Ministre de la Défense sous le président Morsi en 2012, Abdel Fattah Al-Sissi est celui-là même qui a piloté le coup d’Etat contre le président islamiste, en juillet 2013. Mais, Al-Sissi ne court pas aussitôt vers le fauteuil présidentiel. Il prend soin d’organiser une élection présidentielle – qu’il remporte haut la main en 2014 – en vue de légitimer son pouvoir auprès des puissances occidentales et du peuple égyptien. Une fois au pouvoir, il entame une brutale répression contre les Frères musulmans, bord de son prédécesseur Morsi, et renforce ainsi sa popularité en se faisant le chantre de la lutte contre le militantisme islamique.
L‘économie, il en a également fait son levier de pouvoir durant ces quatre dernières années. La réalisation de multiples projets d’infrastructures à grande échelle couplée à la mise en œuvre de douloureuses réformes d’austérité a notamment permis à l‘économie égyptienne de retrouver des couleurs, mais au prix d’une inflation qui a gravement nui à la classe moyenne égyptienne.
En dépit de ces réalisations, le général Al-Sissi reste largement critiqué pour sa gestion des droits de l’homme en Egypte. Mais, lui, et il ne s’en cache pas, préfère prioriser la stabilité plutôt que les libertés, en vue de maintenir le train de ses réalisations.
Moussa Mostafa Moussa ou le fantasme de la compétition
Que dire à présent de son adversaire, entré in-extrémis dans la course à la présidentielle, Moussa Mostafa Moussa ? Pour bien d’analystes, il n’est qu’un “figurant” ou candidat “fantoche” qui vient éviter que ces élections ne se transforment en une farce. Une thèse qu’il rejette vigoureusement. Pour cet architecte de 66 ans, il est bien plus qu’un “vernis” électoral, même si sa campagne ne le reflète pas.
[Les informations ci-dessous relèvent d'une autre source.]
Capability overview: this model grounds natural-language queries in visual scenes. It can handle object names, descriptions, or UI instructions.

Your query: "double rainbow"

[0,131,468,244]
Le 11 mars, c’est devant un auditoire de 30 personnes qu’il a étalé son programme de campagne. Le premier meeting qu’il a tenu, selon l’Associated Press, était carrément un désastre avec pour seuls partisans que quelques membres de son équipe de campagne.
Un échec qu’il met au compte de son manque de moyens financier, mais qui contraste toutefois avec son passé politique. En effet, c’est très tôt que cet architecte professionnel passé par l‘École nationale supérieure d’architecture de Versailles s’est aventuré dans les affaires politiques. Jeune, il a été membre de l’organisation de la jeunesse du parti New Wafd, avant de devenir en septembre 2005, le président du parti El-Ghad. Depuis, il s’est investi dans des affaires, avec succès.
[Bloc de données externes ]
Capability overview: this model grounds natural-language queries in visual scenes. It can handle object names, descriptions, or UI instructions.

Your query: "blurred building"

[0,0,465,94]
Peut-il rêver du même succès à la présidentielle ? Il est probablement le seul à le croire, du moins officiellement. Car, pour lui, son programme intitulé “le capitalisme national”, renferme pas mal de points qui devraient attirer l’attention sur lui.
Ce programme pas encore officiellement disponible, mais dont il a parlé au cours d’interviews, prévoit entre autres la réouverture de plus de 2 000 usines laissées à l’abandon dans le pays.
“En contrepartie d’une formation gratuite et d’un accès facilité à l’investissement, chaque personne reverse 50 % de son salaire aux membres de sa famille. Ainsi, avec un emploi, on améliore la vie de cinq, six personnes. Avec trois millions de travailleurs, cela veut dire qu’on met 18 millions de personnes à l’abri”, a-t-il par ailleurs confié lors d’un entretien avec le site L’Orient Le Jour.